Derya Sazak (Milliyet): Aslında Koşaner,Başbuğ’dan sonra Genelkurmay Başkanlığını hayli zorlanarak üstenmişti. Başbuğ’u sıkıntıya sokan,ordu mensuplarının Balyoz,Islak İmza,Andıç gibi soruşturmalarda tutuklanmaları Koşener döneminde de devam etti. Hasdal’da tutuklu olan general ve amiral sayısının 50’ye yaklaştığı bildiriliyor. Son olarak Ege Ordu Komutanı hakkında da ‘yakalama emri’ çıkarılmış. Koşaner ‘veda mesajı’ndan bu konudaki haksızlığa dikkat çekti.Ancak etkili olamadı.Hükümet ve Çankaya da,devam eden davalarda sanık durumunda olan kişilerle ilgili atamaları imzalamama konusunda kararlılıklarını ifade ettiler. Demokratikleşme, sivilleşme ve normalleşme açısından ordunun da yeni dönemi doğru okuması gerekiyor.
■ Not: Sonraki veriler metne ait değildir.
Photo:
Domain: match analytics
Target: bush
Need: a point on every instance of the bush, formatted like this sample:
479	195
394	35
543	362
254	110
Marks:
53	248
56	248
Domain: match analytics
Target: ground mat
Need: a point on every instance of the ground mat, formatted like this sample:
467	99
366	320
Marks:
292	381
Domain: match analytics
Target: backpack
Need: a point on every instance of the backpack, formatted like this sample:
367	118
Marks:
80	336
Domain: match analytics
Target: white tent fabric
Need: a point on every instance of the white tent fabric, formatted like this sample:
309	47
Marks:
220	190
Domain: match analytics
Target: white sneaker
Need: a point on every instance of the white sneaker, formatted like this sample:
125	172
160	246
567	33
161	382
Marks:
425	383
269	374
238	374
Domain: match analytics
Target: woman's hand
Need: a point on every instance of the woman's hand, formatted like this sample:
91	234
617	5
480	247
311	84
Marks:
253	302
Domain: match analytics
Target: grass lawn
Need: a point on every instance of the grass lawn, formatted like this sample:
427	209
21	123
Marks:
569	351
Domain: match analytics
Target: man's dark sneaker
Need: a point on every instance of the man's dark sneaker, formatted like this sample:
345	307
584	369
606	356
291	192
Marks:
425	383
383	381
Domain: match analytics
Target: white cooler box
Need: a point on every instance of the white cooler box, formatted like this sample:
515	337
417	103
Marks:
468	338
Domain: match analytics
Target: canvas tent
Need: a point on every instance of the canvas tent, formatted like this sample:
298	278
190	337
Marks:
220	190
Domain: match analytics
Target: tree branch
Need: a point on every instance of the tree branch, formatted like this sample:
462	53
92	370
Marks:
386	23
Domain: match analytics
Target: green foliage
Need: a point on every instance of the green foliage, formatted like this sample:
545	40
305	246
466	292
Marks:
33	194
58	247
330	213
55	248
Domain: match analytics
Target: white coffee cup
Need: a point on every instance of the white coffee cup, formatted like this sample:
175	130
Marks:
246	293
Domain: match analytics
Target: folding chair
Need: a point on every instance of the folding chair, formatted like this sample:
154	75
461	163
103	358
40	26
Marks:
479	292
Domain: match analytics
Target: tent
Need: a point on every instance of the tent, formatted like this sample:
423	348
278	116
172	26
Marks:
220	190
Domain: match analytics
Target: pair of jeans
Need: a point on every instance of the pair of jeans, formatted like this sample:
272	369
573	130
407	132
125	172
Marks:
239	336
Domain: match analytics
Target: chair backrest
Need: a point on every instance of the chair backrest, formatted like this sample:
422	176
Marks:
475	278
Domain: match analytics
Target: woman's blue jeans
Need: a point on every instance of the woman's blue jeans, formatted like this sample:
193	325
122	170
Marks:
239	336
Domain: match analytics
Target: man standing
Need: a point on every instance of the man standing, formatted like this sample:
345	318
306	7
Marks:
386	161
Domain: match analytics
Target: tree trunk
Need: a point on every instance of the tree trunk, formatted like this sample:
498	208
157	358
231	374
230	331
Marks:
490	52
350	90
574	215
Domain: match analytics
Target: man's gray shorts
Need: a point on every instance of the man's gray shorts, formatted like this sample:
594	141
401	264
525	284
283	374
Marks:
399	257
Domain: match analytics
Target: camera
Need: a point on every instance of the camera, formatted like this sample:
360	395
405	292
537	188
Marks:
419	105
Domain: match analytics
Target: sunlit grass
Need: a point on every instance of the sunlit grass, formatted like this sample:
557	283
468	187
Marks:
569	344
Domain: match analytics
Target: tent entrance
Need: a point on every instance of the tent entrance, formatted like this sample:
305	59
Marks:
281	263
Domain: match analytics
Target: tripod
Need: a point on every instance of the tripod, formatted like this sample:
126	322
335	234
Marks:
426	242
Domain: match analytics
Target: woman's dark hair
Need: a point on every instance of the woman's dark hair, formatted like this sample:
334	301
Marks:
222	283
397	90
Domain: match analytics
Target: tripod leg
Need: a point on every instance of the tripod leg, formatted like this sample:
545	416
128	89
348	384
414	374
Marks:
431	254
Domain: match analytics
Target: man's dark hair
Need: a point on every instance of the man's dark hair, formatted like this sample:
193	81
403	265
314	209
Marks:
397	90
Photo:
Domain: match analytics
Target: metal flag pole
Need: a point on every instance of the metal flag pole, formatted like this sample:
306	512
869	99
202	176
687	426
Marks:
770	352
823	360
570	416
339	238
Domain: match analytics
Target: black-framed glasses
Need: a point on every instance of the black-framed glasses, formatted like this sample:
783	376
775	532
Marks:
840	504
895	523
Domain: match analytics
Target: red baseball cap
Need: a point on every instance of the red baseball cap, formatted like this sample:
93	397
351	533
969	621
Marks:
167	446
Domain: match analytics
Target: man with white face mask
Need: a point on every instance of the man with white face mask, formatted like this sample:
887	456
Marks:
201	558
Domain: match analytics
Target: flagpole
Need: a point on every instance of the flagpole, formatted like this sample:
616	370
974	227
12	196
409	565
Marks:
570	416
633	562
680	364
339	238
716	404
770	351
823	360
Necdet Özel’e Genelkurmay Başkanlığı yolunu açan istifalar Şura krizine dönüşmeden aşılmadır.
Demokrasinin gereği budur.
Melih Aşık (Milliyet): TSK komuta kademesi görevden çekildi mi, çekilmeye mecbur mu edildi? Herhalde ikincisi... TSK son dönemde öylesine itibar kırıcı davranışlarla karşı karşıya kaldı ki, komutanların makamlarında oturmaya devam etmesi onursuzluk sayılacaktı...
Örneğin 13 şehit verdiğimiz olaydan sonra bölgeye sivil müfettiş gönderilmesi TSK adına hayli onur kırıcı olmuştu.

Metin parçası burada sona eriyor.